Escuela Vocacional Lenin en 2021. (Foto: Cubadebate)
En la Lenin nos enseñaron a pensar, sí, nuestros profesores eran excelentes en muchos casos; pero nos enseñaban a pensar dentro de unos límites muy claros. No obstante, algunos empezamos a romperlos, como dice mi colega Jorge Ferrer, otro egresado de la Lenin, hoy exiliado como tantos.
Muchos de los que pasamos por esas aulas entre los años 74 y 77, iniciamos allí, casi sin darnos cuenta, un proceso de crítica interna. La excelencia académica chocaba con la rigidez ideológica. La Lenin fue un semillero de talento, sin dudas, pero, asimismo, de un profundo desencanto.

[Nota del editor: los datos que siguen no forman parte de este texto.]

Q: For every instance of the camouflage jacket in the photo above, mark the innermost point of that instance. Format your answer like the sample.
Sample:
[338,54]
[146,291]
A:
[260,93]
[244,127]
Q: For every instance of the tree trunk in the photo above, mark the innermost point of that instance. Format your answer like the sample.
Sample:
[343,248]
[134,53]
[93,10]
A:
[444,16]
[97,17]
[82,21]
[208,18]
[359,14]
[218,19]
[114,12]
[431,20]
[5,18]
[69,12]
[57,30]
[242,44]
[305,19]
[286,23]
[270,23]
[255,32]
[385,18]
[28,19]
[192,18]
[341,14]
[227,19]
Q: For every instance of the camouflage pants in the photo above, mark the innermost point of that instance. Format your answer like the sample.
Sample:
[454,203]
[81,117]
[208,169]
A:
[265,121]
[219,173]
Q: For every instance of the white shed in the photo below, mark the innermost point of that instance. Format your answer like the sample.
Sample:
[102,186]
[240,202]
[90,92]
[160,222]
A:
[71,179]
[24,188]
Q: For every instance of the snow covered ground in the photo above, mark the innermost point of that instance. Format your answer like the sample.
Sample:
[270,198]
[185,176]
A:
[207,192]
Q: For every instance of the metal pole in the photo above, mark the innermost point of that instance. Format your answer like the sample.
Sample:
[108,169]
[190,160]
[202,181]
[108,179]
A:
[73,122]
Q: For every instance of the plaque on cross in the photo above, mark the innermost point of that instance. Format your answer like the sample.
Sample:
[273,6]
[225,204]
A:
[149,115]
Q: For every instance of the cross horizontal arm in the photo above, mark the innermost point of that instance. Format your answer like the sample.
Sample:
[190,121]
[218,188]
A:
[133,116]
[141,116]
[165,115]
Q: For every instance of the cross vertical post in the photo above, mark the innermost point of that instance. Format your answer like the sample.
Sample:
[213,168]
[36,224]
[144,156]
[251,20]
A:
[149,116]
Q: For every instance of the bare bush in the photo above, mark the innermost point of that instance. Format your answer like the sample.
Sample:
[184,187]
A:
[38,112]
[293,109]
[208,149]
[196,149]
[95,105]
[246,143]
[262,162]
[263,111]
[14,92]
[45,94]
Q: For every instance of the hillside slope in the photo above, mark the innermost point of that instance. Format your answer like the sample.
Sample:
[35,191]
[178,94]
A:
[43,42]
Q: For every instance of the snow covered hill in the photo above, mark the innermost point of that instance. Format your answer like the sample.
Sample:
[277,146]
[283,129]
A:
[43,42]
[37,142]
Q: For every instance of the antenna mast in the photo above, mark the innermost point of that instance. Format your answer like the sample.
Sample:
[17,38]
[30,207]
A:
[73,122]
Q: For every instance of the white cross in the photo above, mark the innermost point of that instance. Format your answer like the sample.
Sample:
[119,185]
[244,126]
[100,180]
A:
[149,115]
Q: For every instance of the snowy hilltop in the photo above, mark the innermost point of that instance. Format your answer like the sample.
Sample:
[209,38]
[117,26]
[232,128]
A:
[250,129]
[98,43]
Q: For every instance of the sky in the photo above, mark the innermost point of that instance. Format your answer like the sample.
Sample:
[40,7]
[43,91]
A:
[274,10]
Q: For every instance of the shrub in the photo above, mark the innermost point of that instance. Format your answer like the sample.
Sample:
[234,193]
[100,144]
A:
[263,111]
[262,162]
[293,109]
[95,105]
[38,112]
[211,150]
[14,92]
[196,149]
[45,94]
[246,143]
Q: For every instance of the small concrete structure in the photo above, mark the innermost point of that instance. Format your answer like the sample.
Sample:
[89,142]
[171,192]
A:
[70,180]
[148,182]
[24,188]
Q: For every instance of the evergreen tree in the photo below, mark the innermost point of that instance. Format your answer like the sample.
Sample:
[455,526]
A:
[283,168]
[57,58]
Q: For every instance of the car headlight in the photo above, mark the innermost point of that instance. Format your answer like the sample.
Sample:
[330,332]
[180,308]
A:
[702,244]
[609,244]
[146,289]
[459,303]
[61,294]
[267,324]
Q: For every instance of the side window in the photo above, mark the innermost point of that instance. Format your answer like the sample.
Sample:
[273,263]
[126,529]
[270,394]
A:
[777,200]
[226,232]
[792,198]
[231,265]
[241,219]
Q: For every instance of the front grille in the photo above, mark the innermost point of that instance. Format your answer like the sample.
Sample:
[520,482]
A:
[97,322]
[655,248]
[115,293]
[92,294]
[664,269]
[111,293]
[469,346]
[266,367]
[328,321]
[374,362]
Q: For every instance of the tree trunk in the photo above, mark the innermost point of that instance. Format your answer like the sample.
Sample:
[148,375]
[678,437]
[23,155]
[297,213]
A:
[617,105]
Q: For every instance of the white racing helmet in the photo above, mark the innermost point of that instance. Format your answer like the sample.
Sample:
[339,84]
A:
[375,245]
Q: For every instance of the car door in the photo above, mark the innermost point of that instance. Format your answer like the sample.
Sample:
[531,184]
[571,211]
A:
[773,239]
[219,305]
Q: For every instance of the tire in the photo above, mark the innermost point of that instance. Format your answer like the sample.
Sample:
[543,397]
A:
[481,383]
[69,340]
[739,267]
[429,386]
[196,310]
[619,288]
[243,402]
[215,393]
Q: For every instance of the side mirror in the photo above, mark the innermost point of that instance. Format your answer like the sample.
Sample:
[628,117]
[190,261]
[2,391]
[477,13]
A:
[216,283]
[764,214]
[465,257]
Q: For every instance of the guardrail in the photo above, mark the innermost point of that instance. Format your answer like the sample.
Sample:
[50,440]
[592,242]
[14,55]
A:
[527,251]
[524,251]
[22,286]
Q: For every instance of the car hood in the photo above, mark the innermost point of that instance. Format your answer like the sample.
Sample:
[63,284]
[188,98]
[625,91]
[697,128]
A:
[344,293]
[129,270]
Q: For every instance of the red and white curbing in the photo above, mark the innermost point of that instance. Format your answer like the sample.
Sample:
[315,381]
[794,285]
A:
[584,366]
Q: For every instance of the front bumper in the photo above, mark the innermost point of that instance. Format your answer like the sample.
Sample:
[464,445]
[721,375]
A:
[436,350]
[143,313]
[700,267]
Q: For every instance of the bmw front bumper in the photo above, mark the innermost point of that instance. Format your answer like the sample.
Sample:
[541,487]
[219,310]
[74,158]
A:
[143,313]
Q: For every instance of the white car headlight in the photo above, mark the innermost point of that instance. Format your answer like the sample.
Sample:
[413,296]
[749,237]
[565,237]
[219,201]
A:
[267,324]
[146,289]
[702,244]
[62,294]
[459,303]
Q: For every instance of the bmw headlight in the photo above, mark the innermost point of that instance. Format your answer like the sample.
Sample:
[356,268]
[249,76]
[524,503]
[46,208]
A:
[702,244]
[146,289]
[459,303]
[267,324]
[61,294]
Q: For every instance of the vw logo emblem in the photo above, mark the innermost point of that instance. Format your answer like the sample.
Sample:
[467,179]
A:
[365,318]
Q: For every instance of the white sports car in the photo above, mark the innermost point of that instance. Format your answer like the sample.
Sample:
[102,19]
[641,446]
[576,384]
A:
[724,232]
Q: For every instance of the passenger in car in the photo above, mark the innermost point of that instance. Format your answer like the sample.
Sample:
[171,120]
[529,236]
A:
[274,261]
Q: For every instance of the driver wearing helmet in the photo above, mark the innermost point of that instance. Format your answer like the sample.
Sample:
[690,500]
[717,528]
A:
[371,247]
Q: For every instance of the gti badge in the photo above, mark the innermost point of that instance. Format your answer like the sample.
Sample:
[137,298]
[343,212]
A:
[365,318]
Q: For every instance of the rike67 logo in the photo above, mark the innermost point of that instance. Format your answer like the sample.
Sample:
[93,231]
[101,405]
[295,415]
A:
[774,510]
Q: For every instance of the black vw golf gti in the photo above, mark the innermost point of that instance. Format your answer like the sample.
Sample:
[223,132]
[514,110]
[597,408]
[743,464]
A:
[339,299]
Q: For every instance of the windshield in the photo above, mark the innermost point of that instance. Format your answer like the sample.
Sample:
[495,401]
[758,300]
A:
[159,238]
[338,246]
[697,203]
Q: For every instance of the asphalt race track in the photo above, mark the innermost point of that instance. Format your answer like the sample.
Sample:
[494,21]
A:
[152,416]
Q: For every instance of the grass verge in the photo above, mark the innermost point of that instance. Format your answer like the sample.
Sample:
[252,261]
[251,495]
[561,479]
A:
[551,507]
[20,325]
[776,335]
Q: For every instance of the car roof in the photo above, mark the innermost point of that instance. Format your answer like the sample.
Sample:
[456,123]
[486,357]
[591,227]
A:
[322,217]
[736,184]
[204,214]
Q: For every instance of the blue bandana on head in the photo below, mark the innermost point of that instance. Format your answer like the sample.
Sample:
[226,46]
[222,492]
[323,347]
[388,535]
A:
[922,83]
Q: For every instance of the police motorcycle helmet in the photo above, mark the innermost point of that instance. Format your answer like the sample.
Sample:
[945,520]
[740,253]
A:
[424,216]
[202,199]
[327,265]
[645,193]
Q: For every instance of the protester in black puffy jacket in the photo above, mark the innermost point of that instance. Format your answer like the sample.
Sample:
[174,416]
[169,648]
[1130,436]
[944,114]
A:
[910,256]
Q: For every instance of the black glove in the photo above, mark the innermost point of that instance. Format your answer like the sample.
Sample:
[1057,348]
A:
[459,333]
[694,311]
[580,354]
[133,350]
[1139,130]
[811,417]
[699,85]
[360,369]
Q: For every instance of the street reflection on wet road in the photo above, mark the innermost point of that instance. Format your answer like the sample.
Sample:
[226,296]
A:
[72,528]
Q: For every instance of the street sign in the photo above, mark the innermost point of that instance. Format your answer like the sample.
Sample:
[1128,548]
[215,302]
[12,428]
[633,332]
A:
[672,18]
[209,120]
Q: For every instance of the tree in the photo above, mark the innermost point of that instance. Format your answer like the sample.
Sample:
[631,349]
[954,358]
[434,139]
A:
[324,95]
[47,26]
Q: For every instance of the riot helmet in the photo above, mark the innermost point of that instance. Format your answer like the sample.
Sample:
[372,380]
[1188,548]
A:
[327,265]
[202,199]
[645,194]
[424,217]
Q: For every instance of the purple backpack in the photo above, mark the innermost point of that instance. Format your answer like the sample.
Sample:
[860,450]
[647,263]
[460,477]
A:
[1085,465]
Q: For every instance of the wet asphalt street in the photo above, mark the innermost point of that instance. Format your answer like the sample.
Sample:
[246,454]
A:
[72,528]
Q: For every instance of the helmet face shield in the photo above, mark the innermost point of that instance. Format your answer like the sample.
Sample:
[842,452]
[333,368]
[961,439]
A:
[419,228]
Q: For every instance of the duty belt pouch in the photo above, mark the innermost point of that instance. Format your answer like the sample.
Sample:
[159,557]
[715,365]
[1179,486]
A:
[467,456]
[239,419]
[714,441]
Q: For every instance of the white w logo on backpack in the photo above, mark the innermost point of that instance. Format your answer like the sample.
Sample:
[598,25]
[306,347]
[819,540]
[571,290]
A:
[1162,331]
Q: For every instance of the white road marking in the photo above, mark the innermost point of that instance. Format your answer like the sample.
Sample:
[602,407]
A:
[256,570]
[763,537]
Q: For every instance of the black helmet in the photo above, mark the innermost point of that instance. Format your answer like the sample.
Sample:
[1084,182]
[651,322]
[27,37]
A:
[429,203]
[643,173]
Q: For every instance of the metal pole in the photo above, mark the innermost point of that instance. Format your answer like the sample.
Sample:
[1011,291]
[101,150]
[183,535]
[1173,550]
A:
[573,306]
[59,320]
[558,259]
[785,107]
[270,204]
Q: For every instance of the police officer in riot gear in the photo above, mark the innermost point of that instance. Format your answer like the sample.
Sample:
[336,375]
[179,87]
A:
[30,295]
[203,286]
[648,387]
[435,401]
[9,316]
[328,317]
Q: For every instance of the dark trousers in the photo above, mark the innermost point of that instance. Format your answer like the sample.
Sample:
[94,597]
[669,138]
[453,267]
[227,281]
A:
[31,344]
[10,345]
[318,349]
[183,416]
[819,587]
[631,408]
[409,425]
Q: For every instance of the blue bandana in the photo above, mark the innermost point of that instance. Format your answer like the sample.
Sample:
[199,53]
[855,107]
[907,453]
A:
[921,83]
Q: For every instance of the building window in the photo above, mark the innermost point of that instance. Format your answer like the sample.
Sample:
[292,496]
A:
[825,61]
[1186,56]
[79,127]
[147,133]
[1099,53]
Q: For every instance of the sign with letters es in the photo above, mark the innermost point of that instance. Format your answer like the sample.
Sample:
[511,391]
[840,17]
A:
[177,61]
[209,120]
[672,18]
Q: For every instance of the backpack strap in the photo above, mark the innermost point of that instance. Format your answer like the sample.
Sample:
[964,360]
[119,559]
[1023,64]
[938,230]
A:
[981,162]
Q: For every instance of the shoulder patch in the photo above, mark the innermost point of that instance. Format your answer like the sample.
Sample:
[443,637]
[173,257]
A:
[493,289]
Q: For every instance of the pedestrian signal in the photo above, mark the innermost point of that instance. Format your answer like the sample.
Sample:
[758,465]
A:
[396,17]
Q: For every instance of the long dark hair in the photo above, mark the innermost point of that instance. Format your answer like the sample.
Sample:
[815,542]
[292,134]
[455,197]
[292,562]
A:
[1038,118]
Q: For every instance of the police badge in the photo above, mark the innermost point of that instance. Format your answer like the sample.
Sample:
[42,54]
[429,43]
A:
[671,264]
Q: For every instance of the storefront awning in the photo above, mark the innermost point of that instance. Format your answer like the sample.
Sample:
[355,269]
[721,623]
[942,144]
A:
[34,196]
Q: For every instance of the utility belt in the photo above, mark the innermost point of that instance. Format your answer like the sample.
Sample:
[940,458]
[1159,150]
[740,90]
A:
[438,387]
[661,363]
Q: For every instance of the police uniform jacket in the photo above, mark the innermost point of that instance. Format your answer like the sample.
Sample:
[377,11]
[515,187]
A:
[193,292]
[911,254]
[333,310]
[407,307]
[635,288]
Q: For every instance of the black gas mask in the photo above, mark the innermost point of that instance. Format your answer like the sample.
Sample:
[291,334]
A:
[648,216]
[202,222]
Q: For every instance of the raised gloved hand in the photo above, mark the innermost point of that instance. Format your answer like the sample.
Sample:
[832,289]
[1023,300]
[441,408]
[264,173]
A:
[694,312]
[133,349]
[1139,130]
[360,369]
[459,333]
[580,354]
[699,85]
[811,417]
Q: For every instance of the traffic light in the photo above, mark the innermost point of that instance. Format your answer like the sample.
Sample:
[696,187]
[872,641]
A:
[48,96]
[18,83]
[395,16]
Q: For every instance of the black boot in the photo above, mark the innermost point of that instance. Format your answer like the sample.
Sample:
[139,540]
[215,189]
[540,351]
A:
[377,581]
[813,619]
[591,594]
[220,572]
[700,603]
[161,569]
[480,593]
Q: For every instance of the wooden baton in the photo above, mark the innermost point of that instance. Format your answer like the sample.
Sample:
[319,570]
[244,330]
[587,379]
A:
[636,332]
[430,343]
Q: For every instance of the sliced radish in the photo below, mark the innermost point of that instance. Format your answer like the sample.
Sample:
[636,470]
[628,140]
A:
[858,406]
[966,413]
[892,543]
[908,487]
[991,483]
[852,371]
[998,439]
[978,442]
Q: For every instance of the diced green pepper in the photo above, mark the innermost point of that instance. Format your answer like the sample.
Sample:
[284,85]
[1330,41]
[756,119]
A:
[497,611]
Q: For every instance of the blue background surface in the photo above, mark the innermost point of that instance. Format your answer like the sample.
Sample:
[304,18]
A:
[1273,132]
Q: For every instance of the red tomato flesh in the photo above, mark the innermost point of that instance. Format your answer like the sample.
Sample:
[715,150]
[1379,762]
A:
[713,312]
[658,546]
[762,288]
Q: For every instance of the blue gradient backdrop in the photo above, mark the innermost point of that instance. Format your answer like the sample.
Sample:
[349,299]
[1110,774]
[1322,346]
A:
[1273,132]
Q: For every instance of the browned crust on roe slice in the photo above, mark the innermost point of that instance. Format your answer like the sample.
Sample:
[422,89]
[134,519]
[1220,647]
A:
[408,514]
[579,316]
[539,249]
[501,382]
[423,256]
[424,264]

Existía una competencia, claro, con otros centros urbanos fuertes, como los institutos Guitar o Bonilla. La élite no era un bloque único. Había diferencias, matices, accesos distintos. Pero la Lenin fue el símbolo máximo de ese modelo que buscaba la perfección aparente.
Mirando hacia atrás, siento que los 70 fueron la década de máxima coherencia de ese modelo autoritario-revolucionario. Todo parecía encajar: el discurso oficial, la escuela, el Partido, la economía planificada. Pero esa coherencia se pagó carísima: ahogó el pensamiento crítico, aplastó la diversidad, negó la libertad de que eligiéramos nuestro propio camino. Fue una década donde el Gran Hermano no era una figura literaria, sino una presencia real en nuestros dormitorios, en las anotaciones de los profesores, en esos expedientes ideológicos que nos seguían a todas partes.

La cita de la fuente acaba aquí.